Towards Sustainable Universal Deepfake Detection with Frequency-Domain Masking

Authors: Chandler Timm C. Doloriel, Habib Ullah, Kristian Hovde Liland, Fadi Al Machot, Ngai-Man Cheung

Published: 2025-12-08 21:08:25+00:00

AI Summary

This paper proposes frequency-domain masking as a training augmentation technique to achieve sustainable and universal deepfake detection for AI-generated images. The method enhances generalization across diverse and unseen generative models (GANs and diffusion models) by suppressing reliance on generator-specific frequency artifacts. It also demonstrates consistent performance retention even under significant model pruning, aligning with Green AI principles.

Abstract

Universal deepfake detection aims to identify AI-generated images across a broad range of generative models, including unseen ones. This requires robust generalization to new and unseen deepfakes, which emerge frequently, while minimizing computational overhead to enable large-scale deepfake screening, a critical objective in the era of Green AI. In this work, we explore frequency-domain masking as a training strategy for deepfake detectors. Unlike traditional methods that rely heavily on spatial features or large-scale pretrained models, our approach introduces random masking and geometric transformations, with a focus on frequency masking due to its superior generalization properties.

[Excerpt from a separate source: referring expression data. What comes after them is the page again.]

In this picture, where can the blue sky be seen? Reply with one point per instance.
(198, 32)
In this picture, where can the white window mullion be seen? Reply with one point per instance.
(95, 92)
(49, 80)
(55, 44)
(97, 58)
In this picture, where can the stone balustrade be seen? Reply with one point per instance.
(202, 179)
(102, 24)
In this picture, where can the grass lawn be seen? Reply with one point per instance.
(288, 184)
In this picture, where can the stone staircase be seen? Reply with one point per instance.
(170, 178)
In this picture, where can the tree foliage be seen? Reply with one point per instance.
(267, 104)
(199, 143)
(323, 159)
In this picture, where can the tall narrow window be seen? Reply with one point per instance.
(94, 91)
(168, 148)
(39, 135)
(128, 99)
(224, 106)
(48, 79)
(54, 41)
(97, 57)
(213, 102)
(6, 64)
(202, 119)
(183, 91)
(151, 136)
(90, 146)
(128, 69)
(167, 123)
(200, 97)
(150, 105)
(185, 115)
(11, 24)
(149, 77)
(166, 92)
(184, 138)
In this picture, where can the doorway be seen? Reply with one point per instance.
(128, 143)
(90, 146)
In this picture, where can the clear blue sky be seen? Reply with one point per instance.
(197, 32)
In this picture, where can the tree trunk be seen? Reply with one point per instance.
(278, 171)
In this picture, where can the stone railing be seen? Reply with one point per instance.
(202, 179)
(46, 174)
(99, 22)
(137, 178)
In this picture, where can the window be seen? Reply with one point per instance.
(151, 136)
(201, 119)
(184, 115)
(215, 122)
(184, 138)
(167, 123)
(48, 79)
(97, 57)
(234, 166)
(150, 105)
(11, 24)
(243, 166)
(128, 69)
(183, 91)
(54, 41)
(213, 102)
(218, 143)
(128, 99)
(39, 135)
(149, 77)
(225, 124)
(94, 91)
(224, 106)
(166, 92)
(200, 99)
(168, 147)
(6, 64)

We demonstrate that frequency masking not only enhances detection accuracy across diverse generators but also maintains performance under significant model pruning, offering a scalable and resource-conscious solution. Our method achieves state-of-the-art generalization on GAN- and diffusion-generated image datasets and exhibits consistent robustness under structured pruning. These results highlight the potential of frequency-based masking as a practical step toward sustainable and generalizable deepfake detection. Code and models are available at: [https://github.com/chandlerbing65nm/FakeImageDetection](https://github.com/chandlerbing65nm/FakeImageDetection).


Key findings
Frequency masking consistently outperformed spatial masking and geometric transformations, achieving state-of-the-art generalization on GAN and diffusion benchmarks (e.g., 88.10% average mAP for ResNet50). Combining frequency masking with translation augmentation yielded the strongest results (90.51% mAP). Crucially, the benefits of frequency masking largely persisted under moderate structural pruning (up to 50% parameter reduction), confirming its effectiveness for resource-conscious deepfake detection.
Approach
The proposed approach applies frequency-domain masking during supervised training. It transforms input images using the Fast Fourier Transform (FFT), randomly zeroes out frequency components (amplitude spectrum) based on a selected ratio (optimal at 15%), and then inverse-transforms the image back for classification training. This forces the detector to learn more robust, frequency-invariant features that generalize across different synthesis pipelines.
Datasets
Wang et al. [38] benchmarks (ProGAN, StyleGAN, BigGAN, etc.), Ojha et al. [30] diffusion datasets (Guided Diffusion, LDM, Glide, DALL-E-mini), and a specialized FakeFish dataset (ControlNet, Stable Diffusion).
Model(s)
ResNet50, VGG11, MobileNetv2, along with various structural pruning methods (Slim, LAMP, GReg, DepGraph).
Author countries
Norway, Singapore